SUMAC-ROASTED VEGGIES W/ TAHINI YOGURT (+ SOME NEWS!) by Lindsey | Dolly and Oatmeal


we’re just gonna start with the news, because i’m so excited to finally share it with you! 🎉WE’RE HAVING A BABY!🎉 baby love #2 is on the way, and HE(!!!) is due late this summer!! another little guy will be making us a family of 4 (5, if you’re like us, and count your pup as a child) and while initially i was in a state of shock at the thought of another boy, i am so excited at the idea of he and amesy being best little buds. we thought for sure that it was a girl. i had it all figured out that between both of our immediate families, the siblings have been girl/boy. this will be the first on either side where there are 2 boys. so it just goes to show that genetics only go so far, i suppose.

this pregnancy has been pretty good to me so far. my first trimester was all nausea all the time, but aside from that it was quite easy. and i’m so grateful. i never shared this before, but during my first trimester with amesy i was put on bed rest for about 6 weeks. i had a subchorionic hemorrhage, which is essentially an active bleed in the gestational sac. it was quite sizable and the bedrest was to prevent the hemorrhage from rupturing. it was probably the scariest thing i have ever gone through, but thank goodness amesy made it out of that first trimester, and i went on to have a very healthy pregnancy after that. needless to say, this time around i was was convinced it would happen again (apparently it’s common to have it again if you’ve had it before), but luckily we made it through this first trimester with zero sign of any bleed.

with all the worry of the first trimester aside, my mind is feeling a bit more at peace. we’re beginning to plan some things, some for baby, but mostly for amesy. i’m trying to think of everything i can to make this as easy a transition for him. which has translated to him moving into a big boy bed, starting the beginnings of potty training, and all that fun stuff! but in all honesty, i worried about so much in my pregnancy with amesy, that this time around i’m really just trying to take it all in stride, and just grateful for every day that i get to carry and care for this babe.

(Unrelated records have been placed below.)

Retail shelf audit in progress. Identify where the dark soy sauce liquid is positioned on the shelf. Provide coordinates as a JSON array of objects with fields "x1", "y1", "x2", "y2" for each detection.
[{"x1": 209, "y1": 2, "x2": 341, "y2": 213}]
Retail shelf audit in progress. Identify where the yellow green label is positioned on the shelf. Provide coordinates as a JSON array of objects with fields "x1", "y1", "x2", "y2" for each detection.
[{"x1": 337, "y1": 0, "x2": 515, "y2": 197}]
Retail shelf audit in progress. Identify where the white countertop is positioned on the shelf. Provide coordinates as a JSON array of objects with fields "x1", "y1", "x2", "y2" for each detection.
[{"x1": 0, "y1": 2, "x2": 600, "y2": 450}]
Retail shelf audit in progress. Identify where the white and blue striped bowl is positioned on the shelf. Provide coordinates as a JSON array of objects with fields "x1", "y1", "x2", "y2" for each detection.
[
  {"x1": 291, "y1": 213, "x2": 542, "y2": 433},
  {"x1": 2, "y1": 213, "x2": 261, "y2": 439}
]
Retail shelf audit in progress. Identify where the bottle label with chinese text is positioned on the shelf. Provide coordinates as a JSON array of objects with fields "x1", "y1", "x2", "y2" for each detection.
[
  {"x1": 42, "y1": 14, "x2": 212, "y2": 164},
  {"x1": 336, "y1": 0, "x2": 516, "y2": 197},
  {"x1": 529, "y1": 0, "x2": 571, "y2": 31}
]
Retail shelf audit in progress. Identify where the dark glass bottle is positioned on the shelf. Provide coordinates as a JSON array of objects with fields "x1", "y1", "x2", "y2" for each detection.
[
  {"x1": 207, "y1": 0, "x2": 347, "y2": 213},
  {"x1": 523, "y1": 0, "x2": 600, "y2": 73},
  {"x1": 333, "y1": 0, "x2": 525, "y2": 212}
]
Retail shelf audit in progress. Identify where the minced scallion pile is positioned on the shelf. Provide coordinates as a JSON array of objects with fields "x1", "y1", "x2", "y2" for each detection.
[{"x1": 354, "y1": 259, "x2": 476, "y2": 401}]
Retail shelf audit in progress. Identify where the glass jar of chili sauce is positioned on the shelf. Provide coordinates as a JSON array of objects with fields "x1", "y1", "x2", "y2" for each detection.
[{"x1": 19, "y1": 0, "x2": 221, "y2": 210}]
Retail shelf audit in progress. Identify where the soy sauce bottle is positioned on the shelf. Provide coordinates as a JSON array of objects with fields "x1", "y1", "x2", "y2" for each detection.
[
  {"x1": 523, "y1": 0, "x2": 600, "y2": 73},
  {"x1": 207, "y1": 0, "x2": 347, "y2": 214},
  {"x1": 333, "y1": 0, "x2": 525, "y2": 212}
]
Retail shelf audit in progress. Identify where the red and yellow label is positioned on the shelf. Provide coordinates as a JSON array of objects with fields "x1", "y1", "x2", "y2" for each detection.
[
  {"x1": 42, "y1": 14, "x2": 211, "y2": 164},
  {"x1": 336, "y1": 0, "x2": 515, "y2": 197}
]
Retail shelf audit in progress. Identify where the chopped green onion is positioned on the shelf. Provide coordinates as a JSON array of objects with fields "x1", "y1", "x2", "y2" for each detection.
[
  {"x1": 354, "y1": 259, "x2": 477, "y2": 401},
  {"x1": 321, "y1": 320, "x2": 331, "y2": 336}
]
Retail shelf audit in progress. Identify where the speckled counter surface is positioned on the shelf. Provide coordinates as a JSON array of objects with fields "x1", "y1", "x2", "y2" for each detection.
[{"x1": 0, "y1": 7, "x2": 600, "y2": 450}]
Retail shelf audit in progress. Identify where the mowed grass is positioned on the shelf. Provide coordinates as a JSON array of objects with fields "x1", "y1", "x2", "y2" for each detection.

so where am i going with all this? and why am i celebrating this news with roasted veg? basically because i haven’t been able to stomach roasted anything for close to 3 months, and i’m finally able to enjoy roasted veggies once again. and more than that, i paired my favorite medley of fresh veg with my ultimate go-to (pregnant or not): dairy-free tahini yogurt. it’s the kind of sauce that you want to pour over everything, sop up with any scrap of bread you can find, or just eat it with a spoon. it’s that good. and if you’re on the other side of the world where it’s still hot and you have a plethora of tomatoes and cucumbers you could make this version that i posted the other day on instagram. like i said, the possibilities are endless with this sauce.

wishing you all a beautiful week ahead!



sumac-roasted veggies w/ tahini yogurt | v & gf

you could use this sauce in so many applications, but my favorite for this time of year is to brighten up roasted winter vegetables. there’s a good bit of punch and tang in the sauce, so it’s the perfect thing enliven winter meals (especially late winter meals). i used baby potatoes, red onion, and a mix of broccoli and romanesco, but feel free to use your preferred assortment of vegetable, you really can’t go wrong.

here are my favorite brands of dairy free yogurt to use here:

print the recipe

| serves 4 |

tahini yogurt

  • 1/3 cup tahini

  • 3/4 cup plant-based unsweetened plain yogurt (preferably greek-style)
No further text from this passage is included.